Wireshark-dev: Re: [Wireshark-dev] possible memory error in the SnifferDecompress function?

From: Lewis Burns <lewisurn@xxxxxxxxx>
Date: Tue, 09 Sep 2014 17:25:26 -0700
Hi Guy,

Thanks for the tip. Another run with valgrind after using -g with gcc shows the line number. They point to the places that you suspected. I'll file a bug for both invalid write and memory overlap.

==17888== Memcheck, a memory error detector
==17888== Copyright (C) 2002-2011, and GNU GPL'd, by Julian Seward et al.
==17888== Using Valgrind-3.7.0 and LibVEX; rerun with -h for copyright info
==17888== Command: ./a.out
==17888==
==17888== Source and destination overlap in memcpy(0x51cc8a7, 0x51cc82b, 146)
==17888==    at 0x4C2A690: memcpy (mc_replace_strmem.c:838)
==17888==    by 0x40098D: SnifferDecompress (ngsniffer_noklee.c:187)
==17888==    by 0x400B38: main (ngsniffer_noklee.c:250)
==17888==
==17888== Source and destination overlap in memcpy(0x51d752d, 0x51d7522, 13)
==17888==    at 0x4C2A690: memcpy (mc_replace_strmem.c:838)
==17888==    by 0x400A34: SnifferDecompress (ngsniffer_noklee.c:216)
==17888==    by 0x400B38: main (ngsniffer_noklee.c:250)
==17888==

Cheers,
Lewis

On 09/09/2014 05:09 PM, Guy Harris wrote:
On Sep 9, 2014, at 3:11 PM, Lewis Burns <lewisurn@xxxxxxxxx> wrote:

We've recently done some unit testing on open source projects. One of issues we've found is related to the SnifferDecompress function in the wiretap/ngsniffer.c file. We're unable to determine that the memory issues shown by valgrind can actually appear in the program due to our unfamiliarity with the code base. I'm sending in a small testcase to the list and hoping that some developers can validate or invalidate that this is a bug in the code.
There's one place where the code isn't doing bounds checking, which probably accounts for

==5795== Invalid write of size 1
==5795==    at 0x400798: SnifferDecompress (in /home/chaoqiang/workspace/se/klee/exp/a.out)
==5795==    by 0x400B6F: main (in /home/chaoqiang/workspace/se/klee/exp/a.out)
==5795==  Address 0x521d080 is 0 bytes after a block of size 65,536 alloc'd
==5795==    at 0x4C2AB80: malloc (in /usr/lib/valgrind/vgpreload_memcheck-amd64-linux.so)
==5795==    by 0x400AE8: main (in /home/chaoqiang/workspace/se/klee/exp/a.out)
as, when I tried reproducing this, with a version of the test program built with -g, it reported

==55119== Invalid write of size 1
==55119==    at 0x100001618: SnifferDecompress (ngsniffer_noklee.c:90)
==55119==    by 0x100001E32: main (ngsniffer_noklee.c:250)
==55119==  Address 0x10003c150 is 0 bytes after a block of size 65,536 alloc'd
==55119==    at 0xC658: malloc (vg_replace_malloc.c:295)
==55119==    by 0x100001D83: main (ngsniffer_noklee.c:241)

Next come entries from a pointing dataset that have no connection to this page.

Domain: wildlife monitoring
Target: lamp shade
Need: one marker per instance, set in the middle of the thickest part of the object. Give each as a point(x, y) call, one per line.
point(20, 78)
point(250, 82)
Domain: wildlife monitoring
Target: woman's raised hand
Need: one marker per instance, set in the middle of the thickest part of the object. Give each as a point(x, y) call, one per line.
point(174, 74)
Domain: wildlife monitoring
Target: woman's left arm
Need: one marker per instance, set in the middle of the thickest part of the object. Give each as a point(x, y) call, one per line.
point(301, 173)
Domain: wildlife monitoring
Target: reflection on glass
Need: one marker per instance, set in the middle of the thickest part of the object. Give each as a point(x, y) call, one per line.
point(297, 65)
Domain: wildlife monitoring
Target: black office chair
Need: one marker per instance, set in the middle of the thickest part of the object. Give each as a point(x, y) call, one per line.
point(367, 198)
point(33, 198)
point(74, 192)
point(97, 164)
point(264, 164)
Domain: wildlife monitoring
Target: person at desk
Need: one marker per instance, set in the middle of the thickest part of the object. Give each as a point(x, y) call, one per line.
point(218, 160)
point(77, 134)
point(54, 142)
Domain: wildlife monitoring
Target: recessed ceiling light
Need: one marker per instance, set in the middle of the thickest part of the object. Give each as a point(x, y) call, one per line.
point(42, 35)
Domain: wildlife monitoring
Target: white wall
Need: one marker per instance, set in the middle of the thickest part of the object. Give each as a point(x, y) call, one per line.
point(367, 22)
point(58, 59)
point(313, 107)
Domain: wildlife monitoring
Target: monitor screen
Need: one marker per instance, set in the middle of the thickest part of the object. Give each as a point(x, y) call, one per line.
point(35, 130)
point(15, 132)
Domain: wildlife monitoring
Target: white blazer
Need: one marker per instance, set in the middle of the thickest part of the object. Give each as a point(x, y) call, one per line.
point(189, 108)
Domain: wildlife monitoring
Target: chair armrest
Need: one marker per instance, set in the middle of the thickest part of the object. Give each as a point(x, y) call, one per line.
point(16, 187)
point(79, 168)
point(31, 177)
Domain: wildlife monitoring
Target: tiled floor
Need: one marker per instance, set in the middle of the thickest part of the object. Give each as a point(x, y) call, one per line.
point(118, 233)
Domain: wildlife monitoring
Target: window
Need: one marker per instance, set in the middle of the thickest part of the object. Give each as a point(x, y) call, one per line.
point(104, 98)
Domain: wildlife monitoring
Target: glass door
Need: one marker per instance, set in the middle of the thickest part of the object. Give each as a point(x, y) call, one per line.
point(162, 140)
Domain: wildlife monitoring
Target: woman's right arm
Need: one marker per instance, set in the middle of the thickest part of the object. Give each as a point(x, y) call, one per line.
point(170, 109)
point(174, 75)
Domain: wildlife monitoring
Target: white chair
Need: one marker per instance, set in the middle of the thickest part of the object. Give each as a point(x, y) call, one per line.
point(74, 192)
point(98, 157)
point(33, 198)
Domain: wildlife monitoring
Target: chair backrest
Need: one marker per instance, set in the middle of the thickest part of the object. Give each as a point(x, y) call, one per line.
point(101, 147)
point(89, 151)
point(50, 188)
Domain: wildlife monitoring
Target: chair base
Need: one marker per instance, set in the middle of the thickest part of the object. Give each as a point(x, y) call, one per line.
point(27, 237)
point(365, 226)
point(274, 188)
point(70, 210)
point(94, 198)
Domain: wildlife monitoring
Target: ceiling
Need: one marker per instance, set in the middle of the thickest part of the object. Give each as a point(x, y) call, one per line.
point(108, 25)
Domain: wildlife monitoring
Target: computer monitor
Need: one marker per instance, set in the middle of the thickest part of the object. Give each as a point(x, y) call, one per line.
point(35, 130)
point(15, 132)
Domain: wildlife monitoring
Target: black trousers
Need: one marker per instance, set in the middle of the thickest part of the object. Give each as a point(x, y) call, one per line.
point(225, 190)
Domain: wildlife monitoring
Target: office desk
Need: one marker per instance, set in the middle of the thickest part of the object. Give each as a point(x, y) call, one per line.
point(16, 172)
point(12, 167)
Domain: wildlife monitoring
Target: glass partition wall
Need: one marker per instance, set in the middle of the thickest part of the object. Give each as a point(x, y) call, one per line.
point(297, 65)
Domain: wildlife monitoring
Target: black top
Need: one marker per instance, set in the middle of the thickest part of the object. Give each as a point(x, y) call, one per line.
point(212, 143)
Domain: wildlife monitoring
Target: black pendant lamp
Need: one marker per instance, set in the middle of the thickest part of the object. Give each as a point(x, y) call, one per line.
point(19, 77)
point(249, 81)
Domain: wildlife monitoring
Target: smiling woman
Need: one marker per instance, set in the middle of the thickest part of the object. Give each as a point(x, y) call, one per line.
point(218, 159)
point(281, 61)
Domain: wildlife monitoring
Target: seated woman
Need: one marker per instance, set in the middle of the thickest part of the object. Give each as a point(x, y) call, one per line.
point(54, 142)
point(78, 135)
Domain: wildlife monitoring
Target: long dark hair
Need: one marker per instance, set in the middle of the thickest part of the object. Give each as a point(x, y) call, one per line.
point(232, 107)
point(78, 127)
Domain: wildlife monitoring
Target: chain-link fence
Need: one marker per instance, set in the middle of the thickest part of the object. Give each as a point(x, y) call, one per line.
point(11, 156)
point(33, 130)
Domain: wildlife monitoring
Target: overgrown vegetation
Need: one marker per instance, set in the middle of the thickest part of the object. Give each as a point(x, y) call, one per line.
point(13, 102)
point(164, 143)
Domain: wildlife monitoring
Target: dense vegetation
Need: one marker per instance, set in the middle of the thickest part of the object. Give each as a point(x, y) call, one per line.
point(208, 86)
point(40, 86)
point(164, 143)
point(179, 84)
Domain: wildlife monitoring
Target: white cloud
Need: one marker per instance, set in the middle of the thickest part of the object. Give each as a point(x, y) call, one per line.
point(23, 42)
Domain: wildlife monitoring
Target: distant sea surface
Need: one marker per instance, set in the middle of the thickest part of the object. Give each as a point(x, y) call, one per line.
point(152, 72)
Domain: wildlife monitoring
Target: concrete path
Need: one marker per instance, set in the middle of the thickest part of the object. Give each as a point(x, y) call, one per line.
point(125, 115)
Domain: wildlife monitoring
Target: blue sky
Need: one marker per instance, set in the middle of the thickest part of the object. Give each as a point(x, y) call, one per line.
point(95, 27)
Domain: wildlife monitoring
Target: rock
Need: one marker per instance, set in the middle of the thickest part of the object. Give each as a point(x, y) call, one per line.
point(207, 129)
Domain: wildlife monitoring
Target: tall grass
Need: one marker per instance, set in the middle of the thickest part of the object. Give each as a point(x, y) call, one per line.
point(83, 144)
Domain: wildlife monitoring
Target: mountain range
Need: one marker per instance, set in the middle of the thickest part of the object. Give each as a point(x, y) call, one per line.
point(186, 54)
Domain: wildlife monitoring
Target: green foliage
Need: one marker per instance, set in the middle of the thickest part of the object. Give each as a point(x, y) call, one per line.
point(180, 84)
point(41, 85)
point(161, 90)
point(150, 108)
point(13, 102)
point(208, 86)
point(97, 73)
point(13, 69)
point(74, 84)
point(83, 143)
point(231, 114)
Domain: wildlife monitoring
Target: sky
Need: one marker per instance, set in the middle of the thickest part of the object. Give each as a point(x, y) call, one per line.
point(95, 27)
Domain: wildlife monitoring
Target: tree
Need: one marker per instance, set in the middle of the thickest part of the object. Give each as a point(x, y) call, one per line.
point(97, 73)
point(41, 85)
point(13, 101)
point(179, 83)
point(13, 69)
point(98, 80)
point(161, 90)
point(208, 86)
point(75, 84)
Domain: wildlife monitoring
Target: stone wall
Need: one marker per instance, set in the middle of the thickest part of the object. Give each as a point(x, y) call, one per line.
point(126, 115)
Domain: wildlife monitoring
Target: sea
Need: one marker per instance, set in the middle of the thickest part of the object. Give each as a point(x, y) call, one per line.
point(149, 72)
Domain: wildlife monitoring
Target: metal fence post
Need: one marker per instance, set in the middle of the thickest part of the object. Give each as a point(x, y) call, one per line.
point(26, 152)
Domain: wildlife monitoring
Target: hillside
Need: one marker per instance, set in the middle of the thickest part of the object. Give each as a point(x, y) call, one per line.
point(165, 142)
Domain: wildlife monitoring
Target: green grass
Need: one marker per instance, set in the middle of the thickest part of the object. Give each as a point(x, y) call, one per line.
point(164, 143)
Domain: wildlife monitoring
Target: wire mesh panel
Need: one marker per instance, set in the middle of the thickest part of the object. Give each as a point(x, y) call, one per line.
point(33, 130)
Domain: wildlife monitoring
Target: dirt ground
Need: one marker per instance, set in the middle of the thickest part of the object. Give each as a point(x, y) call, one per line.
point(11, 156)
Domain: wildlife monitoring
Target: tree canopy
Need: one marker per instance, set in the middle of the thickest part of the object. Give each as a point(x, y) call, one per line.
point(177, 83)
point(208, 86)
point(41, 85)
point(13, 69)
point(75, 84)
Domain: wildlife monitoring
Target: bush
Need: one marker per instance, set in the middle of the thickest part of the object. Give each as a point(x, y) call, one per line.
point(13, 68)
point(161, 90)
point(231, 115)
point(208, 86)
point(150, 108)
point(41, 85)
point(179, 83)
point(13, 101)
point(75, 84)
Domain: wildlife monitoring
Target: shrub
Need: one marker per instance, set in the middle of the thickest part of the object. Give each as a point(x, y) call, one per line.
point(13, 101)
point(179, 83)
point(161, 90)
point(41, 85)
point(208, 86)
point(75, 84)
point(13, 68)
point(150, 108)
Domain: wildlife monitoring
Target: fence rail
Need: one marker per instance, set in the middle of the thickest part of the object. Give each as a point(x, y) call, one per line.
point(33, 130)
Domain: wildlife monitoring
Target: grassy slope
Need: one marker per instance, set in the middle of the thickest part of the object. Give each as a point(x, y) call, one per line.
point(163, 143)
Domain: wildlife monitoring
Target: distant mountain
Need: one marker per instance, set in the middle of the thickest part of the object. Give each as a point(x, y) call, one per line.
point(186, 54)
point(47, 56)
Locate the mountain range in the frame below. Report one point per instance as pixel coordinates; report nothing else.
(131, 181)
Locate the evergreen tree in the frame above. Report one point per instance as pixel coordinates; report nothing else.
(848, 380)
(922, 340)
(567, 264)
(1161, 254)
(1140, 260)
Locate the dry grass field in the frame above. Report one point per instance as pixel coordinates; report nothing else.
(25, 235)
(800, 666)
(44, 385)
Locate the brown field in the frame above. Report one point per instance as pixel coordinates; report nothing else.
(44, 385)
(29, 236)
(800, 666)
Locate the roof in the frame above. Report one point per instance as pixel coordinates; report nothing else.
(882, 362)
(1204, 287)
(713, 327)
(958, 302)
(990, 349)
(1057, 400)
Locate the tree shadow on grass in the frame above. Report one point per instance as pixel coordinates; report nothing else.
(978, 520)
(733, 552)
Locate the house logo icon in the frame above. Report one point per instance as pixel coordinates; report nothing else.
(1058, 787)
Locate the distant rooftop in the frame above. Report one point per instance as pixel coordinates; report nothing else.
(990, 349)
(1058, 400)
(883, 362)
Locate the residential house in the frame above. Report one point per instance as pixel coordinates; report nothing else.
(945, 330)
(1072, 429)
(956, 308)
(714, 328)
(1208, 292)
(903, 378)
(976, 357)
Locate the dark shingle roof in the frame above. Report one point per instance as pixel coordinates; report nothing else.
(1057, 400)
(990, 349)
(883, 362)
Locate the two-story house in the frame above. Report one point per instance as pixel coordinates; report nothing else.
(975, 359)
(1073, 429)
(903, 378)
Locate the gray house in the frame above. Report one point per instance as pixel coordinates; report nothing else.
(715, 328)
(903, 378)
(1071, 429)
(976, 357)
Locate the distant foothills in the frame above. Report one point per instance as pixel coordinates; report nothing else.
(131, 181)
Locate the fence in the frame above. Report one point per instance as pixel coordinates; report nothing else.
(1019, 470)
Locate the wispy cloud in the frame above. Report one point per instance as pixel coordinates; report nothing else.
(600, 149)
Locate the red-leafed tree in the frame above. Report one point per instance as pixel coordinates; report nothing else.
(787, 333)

which is the "*(pout++) = *(pin++);" in

		/* Use the bits in bit_value to see what's encoded and what is raw data */
		if ( !(bit_mask & bit_value) )
		{
			/* bit not set - raw byte we just copy */
			*(pout++) = *(pin++);
		}

which, unlike other code copying to the output buffer, doesn't do a bounds check.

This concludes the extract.